Twins can have different fathers!
Fifteen months ago in California, a surrogate mother gave birth to twin boys, sons of a gay Italian couple. The couple had used in vitro fertilisation to have children, reports the Washington Post.
But when the two men returned to Milan with their newborns, a clerk at the registry office refused to transcribe the babies’ birth certificates, barring the men from registering the boys as their legal children.
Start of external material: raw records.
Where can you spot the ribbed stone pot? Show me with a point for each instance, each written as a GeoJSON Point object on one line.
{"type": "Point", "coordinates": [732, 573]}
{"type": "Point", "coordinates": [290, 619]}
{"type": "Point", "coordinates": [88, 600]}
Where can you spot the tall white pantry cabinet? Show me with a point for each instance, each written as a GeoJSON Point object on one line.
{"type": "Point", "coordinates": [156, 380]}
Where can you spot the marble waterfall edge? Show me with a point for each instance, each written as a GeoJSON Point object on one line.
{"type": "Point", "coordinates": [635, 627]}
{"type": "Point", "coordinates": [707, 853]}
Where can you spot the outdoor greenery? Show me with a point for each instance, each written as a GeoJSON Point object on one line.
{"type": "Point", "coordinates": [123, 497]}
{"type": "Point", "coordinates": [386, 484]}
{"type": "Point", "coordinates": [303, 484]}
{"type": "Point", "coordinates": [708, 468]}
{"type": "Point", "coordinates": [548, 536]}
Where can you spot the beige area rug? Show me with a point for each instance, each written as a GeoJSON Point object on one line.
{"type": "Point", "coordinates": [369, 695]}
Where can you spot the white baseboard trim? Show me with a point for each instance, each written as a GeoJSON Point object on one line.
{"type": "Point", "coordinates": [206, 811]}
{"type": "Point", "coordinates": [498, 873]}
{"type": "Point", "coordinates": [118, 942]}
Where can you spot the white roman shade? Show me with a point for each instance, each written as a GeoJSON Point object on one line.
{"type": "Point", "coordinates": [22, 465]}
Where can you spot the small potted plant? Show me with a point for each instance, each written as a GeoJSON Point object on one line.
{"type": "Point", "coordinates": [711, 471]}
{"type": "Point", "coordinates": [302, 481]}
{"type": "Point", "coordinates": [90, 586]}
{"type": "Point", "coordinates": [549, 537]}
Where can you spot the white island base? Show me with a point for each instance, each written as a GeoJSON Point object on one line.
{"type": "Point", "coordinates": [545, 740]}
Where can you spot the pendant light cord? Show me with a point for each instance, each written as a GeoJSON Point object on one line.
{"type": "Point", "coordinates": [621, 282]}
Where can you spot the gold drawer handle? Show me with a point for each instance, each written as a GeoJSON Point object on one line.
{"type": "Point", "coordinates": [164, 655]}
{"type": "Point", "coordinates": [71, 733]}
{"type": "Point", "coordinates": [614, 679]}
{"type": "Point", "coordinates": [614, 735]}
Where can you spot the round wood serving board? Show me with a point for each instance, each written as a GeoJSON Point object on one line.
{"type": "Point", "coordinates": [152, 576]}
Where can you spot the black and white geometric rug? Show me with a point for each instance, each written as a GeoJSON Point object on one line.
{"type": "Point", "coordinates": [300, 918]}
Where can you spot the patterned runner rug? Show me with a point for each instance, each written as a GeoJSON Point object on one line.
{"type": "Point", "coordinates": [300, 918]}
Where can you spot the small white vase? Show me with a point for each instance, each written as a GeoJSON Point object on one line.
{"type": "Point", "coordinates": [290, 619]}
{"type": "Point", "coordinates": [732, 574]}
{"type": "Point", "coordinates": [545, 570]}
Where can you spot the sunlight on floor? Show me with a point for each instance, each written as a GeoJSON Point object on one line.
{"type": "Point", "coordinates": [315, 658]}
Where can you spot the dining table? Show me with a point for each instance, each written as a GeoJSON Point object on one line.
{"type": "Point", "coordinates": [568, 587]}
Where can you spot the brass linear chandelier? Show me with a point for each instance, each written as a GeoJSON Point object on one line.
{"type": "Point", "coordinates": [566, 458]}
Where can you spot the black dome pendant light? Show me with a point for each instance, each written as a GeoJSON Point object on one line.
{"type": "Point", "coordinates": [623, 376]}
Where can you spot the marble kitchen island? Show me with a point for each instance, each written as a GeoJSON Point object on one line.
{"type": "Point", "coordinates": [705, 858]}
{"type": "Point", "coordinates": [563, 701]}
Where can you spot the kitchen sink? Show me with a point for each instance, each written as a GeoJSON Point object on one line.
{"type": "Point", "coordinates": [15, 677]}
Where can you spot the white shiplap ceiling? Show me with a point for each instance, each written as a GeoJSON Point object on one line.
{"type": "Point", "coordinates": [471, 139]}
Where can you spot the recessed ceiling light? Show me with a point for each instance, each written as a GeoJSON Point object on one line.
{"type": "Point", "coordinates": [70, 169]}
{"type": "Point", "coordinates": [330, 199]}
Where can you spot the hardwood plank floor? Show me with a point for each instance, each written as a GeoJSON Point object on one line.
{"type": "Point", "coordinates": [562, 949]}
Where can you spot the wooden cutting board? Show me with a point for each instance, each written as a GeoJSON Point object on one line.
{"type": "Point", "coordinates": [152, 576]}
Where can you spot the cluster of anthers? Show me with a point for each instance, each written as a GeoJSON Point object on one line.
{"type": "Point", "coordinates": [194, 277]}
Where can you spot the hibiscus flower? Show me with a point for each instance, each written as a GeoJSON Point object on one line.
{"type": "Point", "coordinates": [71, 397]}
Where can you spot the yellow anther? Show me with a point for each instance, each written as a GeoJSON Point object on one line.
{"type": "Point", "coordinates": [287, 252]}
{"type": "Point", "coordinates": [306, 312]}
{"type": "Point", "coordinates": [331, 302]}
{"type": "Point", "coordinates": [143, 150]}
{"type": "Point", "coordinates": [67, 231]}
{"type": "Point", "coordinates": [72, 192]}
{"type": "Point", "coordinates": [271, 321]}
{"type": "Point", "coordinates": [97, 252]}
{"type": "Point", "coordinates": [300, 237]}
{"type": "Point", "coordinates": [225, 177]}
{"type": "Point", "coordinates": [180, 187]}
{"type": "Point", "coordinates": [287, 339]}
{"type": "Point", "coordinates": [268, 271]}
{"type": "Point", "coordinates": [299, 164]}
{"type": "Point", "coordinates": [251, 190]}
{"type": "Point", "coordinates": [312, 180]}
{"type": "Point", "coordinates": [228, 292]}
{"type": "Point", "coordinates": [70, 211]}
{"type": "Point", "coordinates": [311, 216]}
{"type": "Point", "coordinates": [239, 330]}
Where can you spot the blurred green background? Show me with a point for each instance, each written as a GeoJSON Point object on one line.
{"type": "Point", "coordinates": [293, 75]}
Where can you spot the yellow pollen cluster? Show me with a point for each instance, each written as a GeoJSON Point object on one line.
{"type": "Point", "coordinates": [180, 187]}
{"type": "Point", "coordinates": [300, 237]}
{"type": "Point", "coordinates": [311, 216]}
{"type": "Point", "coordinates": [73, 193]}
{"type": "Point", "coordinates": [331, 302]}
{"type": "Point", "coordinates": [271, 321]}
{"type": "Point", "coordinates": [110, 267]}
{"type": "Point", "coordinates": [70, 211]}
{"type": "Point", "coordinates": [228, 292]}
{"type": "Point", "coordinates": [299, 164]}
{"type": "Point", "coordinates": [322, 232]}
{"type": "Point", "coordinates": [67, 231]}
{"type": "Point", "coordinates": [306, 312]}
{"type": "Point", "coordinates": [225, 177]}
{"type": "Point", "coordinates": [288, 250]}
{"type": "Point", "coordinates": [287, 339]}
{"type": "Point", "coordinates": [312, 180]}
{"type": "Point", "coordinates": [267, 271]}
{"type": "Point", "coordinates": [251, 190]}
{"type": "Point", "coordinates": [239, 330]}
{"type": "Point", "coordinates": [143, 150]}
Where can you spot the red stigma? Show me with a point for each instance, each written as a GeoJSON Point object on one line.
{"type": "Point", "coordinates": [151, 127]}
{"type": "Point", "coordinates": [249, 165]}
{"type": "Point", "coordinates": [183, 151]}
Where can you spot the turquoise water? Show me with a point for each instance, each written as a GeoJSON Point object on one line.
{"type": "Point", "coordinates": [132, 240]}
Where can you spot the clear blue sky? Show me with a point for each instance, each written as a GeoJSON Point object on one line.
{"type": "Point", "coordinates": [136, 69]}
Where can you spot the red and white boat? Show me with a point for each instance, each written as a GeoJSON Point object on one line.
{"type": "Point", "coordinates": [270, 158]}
Cases like this have happened before in Italy, where surrogacy is illegal and Italian couples face problems in having babies born to surrogates abroad legally recognised as their own.
What’s not common is the decision a court in Milan issued last week: Despite being twins, the court said, the two boys aren’t brothers.
After the clerk’s refusal, the couple in Milan had sued to be allowed to register as their children’s parents.
(The couple has decided to remain anonymous to preserve their privacy and the Italian media is not publishing their names.)
At first a judge ruled against them, but the couple appealed and a new court partially granted their request.
Because the men used separate semen samples to fertilise the eggs, the court said that each of them can now register his biological son as his own. But the babies cannot be recognised as children of the couple, nor are they to be considered brothers, even though they share the same genetic mother, who donated both eggs.
Despite this contradiction, Famiglie Arcobaleno, a nongovernmental organisation advocating the rights of same-sex parents and their children, has hailed the court’s decision as a ‘positive step’.
Although a law approved last year introduced civil partnerships for same-sex couples, they still cannot marry nor adopt. Even stepchild adoption is limited to heterosexual relationships, which also means the two fathers in Milan cannot adopt each other’s child and explains why the babies cannot be considered brothers.
Surrogacy itself is stigmatised and referred to by the local media by the derogatory term ‘utero in affitto,’ or ‘womb for rent’. Even after a child is born, there’s no guarantee that its best interests will be more important than adhering to the ban.
Italian authorities have gone so far as to take children away from their parents. Three years ago, a court in Cremona, a town in northern Italy, took a toddler away from his parents, a heterosexual married couple, after it was discovered he was born in Ukraine to a surrogate mother. Another child born in Ukraine via a surrogate was separated from his family in the town of Brescia and was declared ‘adoptable’ by the country’s rough equivalent of the Supreme Court in 2014.